ECLI:NL:OGHACMB:2022:234
Gemeenschappelijk Hof van Justitie van Aruba, Curaçao, Sint Maarten en van Bonaire, Sint Eustatius en Saba
- Hoger beroep
- E.A. Saleh
- G.C.C. Lewin
- F.W.J. Meijer
- Rechtspraak.nl
Hoger beroep inzake aanvraag erfpacht en vertrouwensbeginsel
In deze zaak gaat het om een hoger beroep van het Land Aruba tegen een vonnis van het Gerecht in eerste aanleg van Aruba, waarin het Land werd bevolen om een erfpachtovereenkomst aan te bieden aan [geïntimeerde]. De procedure begon met een aanvraag van [geïntimeerde] voor een perceel in erfpacht, die zij in 1999 indiende. Gedurende de jaren heeft [geïntimeerde] meerdere keren contact opgenomen met het Land over de status van haar aanvraag. In 2018 werd zij gevraagd om een nieuwe aanvraag in te dienen, wat zij deed. Het Land bood haar uiteindelijk een perceel aan, maar dit perceel werd door [geïntimeerde] geweigerd omdat er al een huis in aanbouw stond. In januari 2020 werd haar een ander perceel aangeboden, dat zij accepteerde en waarvoor zij aan de voorwaarden voldeed. Echter, na deze acceptatie ontving zij geen verdere communicatie van het Land. In september 2021 ontving zij een brief waarin het Land haar meedeelde dat haar aanvraag was stopgezet op basis van het FIFO-beleid.

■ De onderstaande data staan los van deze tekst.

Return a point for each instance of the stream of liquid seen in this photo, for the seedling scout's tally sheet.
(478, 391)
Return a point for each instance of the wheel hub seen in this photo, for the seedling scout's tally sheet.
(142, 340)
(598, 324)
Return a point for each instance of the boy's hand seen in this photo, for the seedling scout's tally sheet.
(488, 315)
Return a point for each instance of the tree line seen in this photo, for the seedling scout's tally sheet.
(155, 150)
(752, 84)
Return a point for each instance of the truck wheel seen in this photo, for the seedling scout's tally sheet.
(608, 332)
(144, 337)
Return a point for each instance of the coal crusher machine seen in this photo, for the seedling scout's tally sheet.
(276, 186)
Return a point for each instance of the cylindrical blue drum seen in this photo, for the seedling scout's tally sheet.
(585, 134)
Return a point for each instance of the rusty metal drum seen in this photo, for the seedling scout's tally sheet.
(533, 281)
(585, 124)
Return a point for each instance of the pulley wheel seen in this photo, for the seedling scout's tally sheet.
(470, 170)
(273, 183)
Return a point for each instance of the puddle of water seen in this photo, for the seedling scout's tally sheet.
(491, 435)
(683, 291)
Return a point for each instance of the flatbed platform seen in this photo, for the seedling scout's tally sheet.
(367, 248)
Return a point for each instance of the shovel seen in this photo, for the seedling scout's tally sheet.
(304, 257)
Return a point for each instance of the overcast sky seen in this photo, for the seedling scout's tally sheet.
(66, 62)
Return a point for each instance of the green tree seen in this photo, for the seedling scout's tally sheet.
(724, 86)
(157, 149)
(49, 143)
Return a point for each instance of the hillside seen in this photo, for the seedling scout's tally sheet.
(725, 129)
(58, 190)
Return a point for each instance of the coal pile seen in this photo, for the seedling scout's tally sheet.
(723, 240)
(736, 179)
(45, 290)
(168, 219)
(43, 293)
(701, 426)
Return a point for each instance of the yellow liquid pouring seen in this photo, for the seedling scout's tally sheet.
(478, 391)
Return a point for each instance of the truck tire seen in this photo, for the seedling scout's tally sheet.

Hierop heeft [geïntimeerde] het Land in kort geding gedagvaard, met de eis dat het Land de erfpachtovereenkomst zou ondertekenen. Het Gerecht in eerste aanleg heeft de vordering van [geïntimeerde] toegewezen, maar het Land ging in hoger beroep. Het Gemeenschappelijk Hof van Justitie oordeelde dat het Land niet zomaar het proces kon stopzetten en dat [geïntimeerde] zich kon beroepen op het vertrouwensbeginsel. Het Hof heeft het vonnis van het Gerecht vernietigd en het Land bevolen om het perceel voor [geïntimeerde] te reserveren tot het eindvonnis in de bodemprocedure.